Random Walk Algorithms
Py3plex provides comprehensive random walk primitives for graph-based algorithms, including Node2Vec, DeepWalk, and diffusion processes. These implementations support weighted, directed, and multilayer networks with deterministic reproducibility.
Overview
Random walks are fundamental building blocks for many graph algorithms:
Node2Vec: Learn node embeddings using biased random walks
DeepWalk: Generate node embeddings through uniform random walks
Personalized PageRank: Compute node importance via random walks with restart
Diffusion processes: Model information or disease propagation
Community detection: Identify network structure through walk patterns
Key Features
[OK] Basic random walks with proper edge weight handling
[OK] Second-order (biased) random walks following Node2Vec logic
[OK] Multiple simultaneous walks with deterministic seeding
[OK] Support for directed, weighted, and multigraphs
[OK] Multilayer network-aware walks with layer constraints
[OK] Efficient sparse adjacency matrix handling
[OK] Comprehensive test suite validating correctness properties
Basic Random Walk
The basic random walk samples the next node proportionally to normalized edge weights.
Simple Example
from py3plex.algorithms.general.walkers import basic_random_walk
import networkx as nx
# Create a simple graph
G = nx.karate_club_graph()
# Perform a random walk
walk = basic_random_walk(
G,
start_node=0,
walk_length=10,
seed=42 # for reproducibility
)
print(f"Walk: {walk}")
print(f"Length: {len(walk)}") # 11 nodes (includes start)
Weighted Graphs
Edge weights are automatically used when weighted=True (default):
from py3plex.algorithms.general.walkers import basic_random_walk
import networkx as nx
# Create weighted graph
G = nx.Graph()
G.add_weighted_edges_from([
(0, 1, 10.0), # high weight -> more likely
(0, 2, 1.0), # low weight -> less likely
(1, 2, 5.0),
])
# Weighted walk (respects edge weights)
walk = basic_random_walk(G, 0, walk_length=20, weighted=True, seed=42)

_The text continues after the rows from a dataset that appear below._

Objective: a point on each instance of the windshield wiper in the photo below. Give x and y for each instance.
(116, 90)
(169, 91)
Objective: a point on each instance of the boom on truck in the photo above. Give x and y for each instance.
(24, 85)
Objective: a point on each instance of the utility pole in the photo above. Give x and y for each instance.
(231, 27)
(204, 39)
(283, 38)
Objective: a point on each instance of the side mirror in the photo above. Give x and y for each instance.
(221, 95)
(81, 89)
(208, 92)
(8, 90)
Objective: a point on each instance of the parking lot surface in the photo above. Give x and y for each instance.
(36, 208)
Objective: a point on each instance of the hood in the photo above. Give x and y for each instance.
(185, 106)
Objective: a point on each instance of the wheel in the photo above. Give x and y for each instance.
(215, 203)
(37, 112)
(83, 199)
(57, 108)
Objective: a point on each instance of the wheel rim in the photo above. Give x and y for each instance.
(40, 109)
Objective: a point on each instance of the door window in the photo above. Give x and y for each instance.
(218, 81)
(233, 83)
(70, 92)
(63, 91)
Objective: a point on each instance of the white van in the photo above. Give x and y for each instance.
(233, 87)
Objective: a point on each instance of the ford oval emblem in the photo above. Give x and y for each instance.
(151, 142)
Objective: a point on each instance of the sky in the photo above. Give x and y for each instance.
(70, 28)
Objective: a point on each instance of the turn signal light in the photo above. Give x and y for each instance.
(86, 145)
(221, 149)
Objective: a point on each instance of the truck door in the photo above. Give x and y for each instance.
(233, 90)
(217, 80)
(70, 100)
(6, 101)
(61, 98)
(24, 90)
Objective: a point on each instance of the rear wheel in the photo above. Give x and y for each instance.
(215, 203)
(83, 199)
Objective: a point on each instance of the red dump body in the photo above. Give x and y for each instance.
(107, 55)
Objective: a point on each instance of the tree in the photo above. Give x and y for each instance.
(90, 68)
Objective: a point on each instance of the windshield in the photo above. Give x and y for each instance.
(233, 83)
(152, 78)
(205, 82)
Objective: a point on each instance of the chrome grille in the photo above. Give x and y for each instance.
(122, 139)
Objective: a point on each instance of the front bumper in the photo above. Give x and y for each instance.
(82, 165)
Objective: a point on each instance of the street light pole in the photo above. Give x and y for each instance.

# Unweighted walk (uniform transitions)
walk_uniform = basic_random_walk(G, 0, walk_length=20, weighted=False, seed=42)
Directed Graphs
Directed edges are handled correctly:
import networkx as nx
from py3plex.algorithms.general.walkers import basic_random_walk
# Create directed graph
G = nx.DiGraph()
G.add_edges_from([(0, 1), (1, 2), (2, 0), (1, 3)])
# Walk respects edge direction
walk = basic_random_walk(G, 0, walk_length=10, seed=42)
# Verify all transitions follow directed edges
for i in range(len(walk) - 1):
assert G.has_edge(walk[i], walk[i+1])
Node2Vec Biased Random Walk
Second-order random walks with return parameter p and in-out parameter q
following the Node2Vec algorithm (Grover & Leskovec, 2016).
Parameters
When transitioning from node t → v → x, the probability of choosing x is biased:
If x == t (return to previous):
weight / pIf x is neighbor of t (stay close):
weight / 1If x is not neighbor of t (explore):
weight / q
Parameter Effects:
p > 1: Less likely to return to previous node (explore forward)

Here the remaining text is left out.